First, participants showed off their stripping prowess by climbing a pole and sliding back down. Then they swam out to a flotilla of boats, which they had to climb up on, and then jump off. Then they swam under some boats to the finish line. Of course, no swimming pools at the time were big enough to play a good game of miscellaneous aquatic douchebaggery, so they had to hold the event in the River Seine, which was also the outlet for the Paris sewer system overflow. Nice
■ Dive bomber: Remember when you were a kid and you’d get so excited at the mere thought of a swimming pool you’d just run and jump in as hard as you could? Well, back in 1904 at the St Louis Games, you’d have a shiny medal waiting for you when you came up for air. The ‘plunge for distance dive’ had two simple rules.
1) Jump in the water; and 2) glide under the water as far as possible without moving your arms or legs. So basically long jump, but with more drowning potential, and with less being able to see the athletes competing. Participant’s leaps were measured after either 60 seconds had passed, or once their bodies had broken the surface. No wonder the world plunged into war a decade later if this is what passed as entertainment.
■ Catch 22: Pelota is a game played by people standing facing each other, separated by a wall, throwing a ball back and forth until one competitor finally drops it, making it the only time the childhood game of catch has ever been an Olympic sport. As well as being generally tedious to play unless you’re six years old or have consumed so much LSD that you’ve got the brain function of a six-year-old, the game was also rather region-specific: Pelota is played only in Spain and France.
In 1900, only two teams showed up to the games. The countries? Spain and France, naturally. A single game was played. The score? No one knows: The officials didn’t even bother to show up.
■ Torpedoed: When looking at the list of events, it’s pretty clear the 1900 Olympics were little more than a prank played by the French on the rest of the world. As evidence of that claim: Underwater swimming. Pretty self explanatory, really: competitors swam underwater for a set distance, whoever got there first without breathing wins. And it’s even more boring than what you’re imagining.

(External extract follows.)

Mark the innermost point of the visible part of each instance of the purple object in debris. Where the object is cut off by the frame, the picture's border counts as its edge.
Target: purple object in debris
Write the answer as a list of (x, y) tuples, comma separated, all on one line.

After all, with no waterproof cameras in those days, watching the event consisted of staring at a murky river for a few minutes, counting your blessings that you weren’t stuck watching a pelota match.
■ Flying solo: Solo synchronised swimming. It’s actually hard to make any more jokes about this sport, considering the title itself is probably the most spectacularly self-contained joke ever devised.
The sport amazingly continued in two more Olympic games after its debut in 1984, before being dropped after the 1992 Olympics in Barcelona. Listed reasons for the cut: low spectator appeal, confusing scoring system and the distracting, raucous laughter of the judges as they watched someone put on their serious face and then dance alone in a pool for two minutes.